Orange trees and gastronomy in Seville
With the start of the industry around the orange, the city opened a bid for companies for the collection and exploitation of Sevillian orange trees. With the planted on the outskirts of the city fields, turned to orange on one of the products with higher economic impact in Seville. Although many recipes in the best tapas bars in Seville include bitter orange as an ingredient, you should not take a bite to the fruit…
The fruit of Sevillian orange trees is too bitter for fresh consumption. From this principle began the new forms of exploitation. The bitter orange is used for production of liqueurs such as Curaçao, Cointreau or orange wine; and it is also very handy for making confectionery like creams, pastries and chocolates. But above all, gastronomy and oranges in Seville are related with the British marmalade.
Sevillian oranges and British marmalade
The first British that had known a product that is in the pantry of Buckingham Palace today, were the Scottish crew of ships sailing south to trade with minerals. The marmalade that was prepared with bitter orange was the mainstay of an entire industry that grew to saturate the market.
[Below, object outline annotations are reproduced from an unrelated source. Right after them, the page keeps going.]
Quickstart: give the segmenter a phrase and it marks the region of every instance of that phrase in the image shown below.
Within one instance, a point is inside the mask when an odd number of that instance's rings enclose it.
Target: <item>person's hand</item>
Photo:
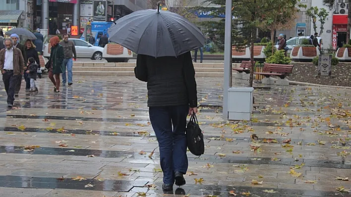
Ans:
[[[189,108],[189,116],[191,116],[193,114],[197,113],[197,108]]]

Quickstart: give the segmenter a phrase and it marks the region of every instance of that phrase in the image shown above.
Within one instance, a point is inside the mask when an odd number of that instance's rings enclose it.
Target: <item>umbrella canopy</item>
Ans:
[[[140,54],[177,56],[203,46],[205,39],[195,25],[168,11],[137,11],[108,31],[110,40]]]
[[[25,38],[26,39],[36,39],[37,37],[35,37],[34,34],[27,30],[24,28],[14,28],[5,33],[5,35],[10,36],[12,34],[16,34],[20,37],[22,36],[22,38]]]

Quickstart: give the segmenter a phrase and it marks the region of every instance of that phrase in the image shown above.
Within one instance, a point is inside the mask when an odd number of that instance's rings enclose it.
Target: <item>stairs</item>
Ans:
[[[224,64],[221,63],[194,63],[195,77],[223,77]],[[233,68],[236,64],[233,64]],[[136,63],[84,63],[74,62],[75,76],[134,76]]]

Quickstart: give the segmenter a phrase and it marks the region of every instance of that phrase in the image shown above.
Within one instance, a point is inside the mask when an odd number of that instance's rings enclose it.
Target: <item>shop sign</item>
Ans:
[[[78,26],[71,27],[71,35],[72,36],[78,36]]]

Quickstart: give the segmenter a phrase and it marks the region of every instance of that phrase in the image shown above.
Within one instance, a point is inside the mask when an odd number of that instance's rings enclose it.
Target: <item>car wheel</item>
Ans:
[[[91,59],[95,60],[101,60],[102,59],[102,53],[101,52],[95,52]]]

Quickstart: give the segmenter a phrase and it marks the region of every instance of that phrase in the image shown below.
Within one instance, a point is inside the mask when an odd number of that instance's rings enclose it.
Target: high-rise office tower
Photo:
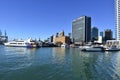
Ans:
[[[120,40],[120,0],[115,0],[115,18],[116,18],[115,37],[117,40]]]
[[[91,41],[91,17],[81,16],[73,20],[72,39],[75,44]]]
[[[103,38],[104,38],[104,41],[107,41],[107,40],[112,40],[112,30],[111,29],[106,29],[103,33]]]

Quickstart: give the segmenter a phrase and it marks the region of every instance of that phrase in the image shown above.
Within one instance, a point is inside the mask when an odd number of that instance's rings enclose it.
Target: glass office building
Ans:
[[[98,40],[98,28],[97,27],[93,27],[91,30],[91,40],[95,41]]]
[[[81,16],[73,20],[72,38],[75,44],[91,41],[91,17]]]
[[[120,40],[120,0],[115,0],[115,19],[116,19],[115,37],[117,40]]]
Production exceeds the maximum consumption of the product today, which is mainly based on the production of marmalade for the British breakfast. They appreciate it so much and it is so widespread that it is the only jam known as marmalade. The only marmalade in England and other British countries is therefore the Seville Orange Marmalade called, made exclusively from Seville oranges and, it is said, and we have said, the favorite of the Royal Family.